COB alum gives ethics lessons

Retired Accenture executive Joe Lobbato.
Retired Accenture executive Joe Lobbato.

University professor and retired executive Joe Lobbato delivered a series of powerful yet simple messages on business ethics April 27 to a crowd of about 150 in Austin Hall’s Stirek Auditorium.

Among them: If you’re unethical, it will eventually come to light.

Lobbato earned a bachelor’s degree from the College of Business in 1981 and added an MBA the following year before embarking on a 22-year career with Arthur Andersen, later known as Andersen Consulting and now Accenture. He was a managing partner the last 10 years and has worked and lived abroad extensively, currently residing in Thailand, where he teaches business ethics at Chulalongkorn University.

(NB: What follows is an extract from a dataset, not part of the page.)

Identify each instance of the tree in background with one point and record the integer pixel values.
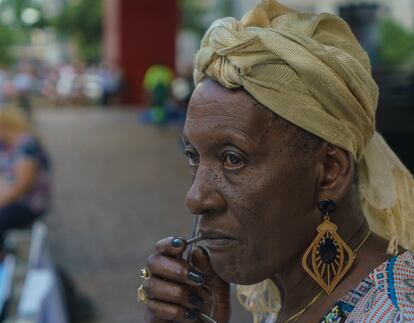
(81, 21)
(17, 18)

Lobbato graduated from Corvallis High School and noted one of his earliest business ventures was a paper route not far from Austin Hall.

That newspaper theme came up again later when he outlined strategies business people can use to remain ethical. They included the “newspaper headline test”: If you wouldn’t be comfortable with the news of what you’re doing being blared across the top of page one, don’t do it.

Also on the list: Take responsibility, develop personal discipline, know your weaknesses, align your priorities with values, admit wrongdoing quickly and ask forgiveness, take extra care with finances, use checks and balances, put your family ahead of work, place high value on people, and don’t associate with corrupt people.

Lobbato noted that a society’s culture, norms and values dictate which practices are acceptable. In some cultures, including Thailand’s, corruption is just considered part of the overall landscape.

But accepted or not, corruption brings many negative consequences, said Lobbato. It reduces the overall wealth of a country and the amount spent on “good stuff,” distorts the way money is spent, undermines trust, and harms the environment and innocent people

Lobbato noted that a person crosses three lines on the way to the most unethical types of conduct. The first line is violating the Golden Rule, the second is the “tort line” – venturing into territory that makes you vulnerable to civil action – and the third is the criminal line, i.e. doing something that makes you subject to prosecution.

He left the students in the audience some words of advice if they ever feel pressured by an employer to do something they know is wrong.

“Do not ever do anything that you believe is unethical,” he said. “You guys will always lose. The company will say, ‘we never told him to do that.’”

Lobbato passed along a number of tips designed to foster ethical behavior.
Lobbato passed along a number of tips designed to foster ethical behavior.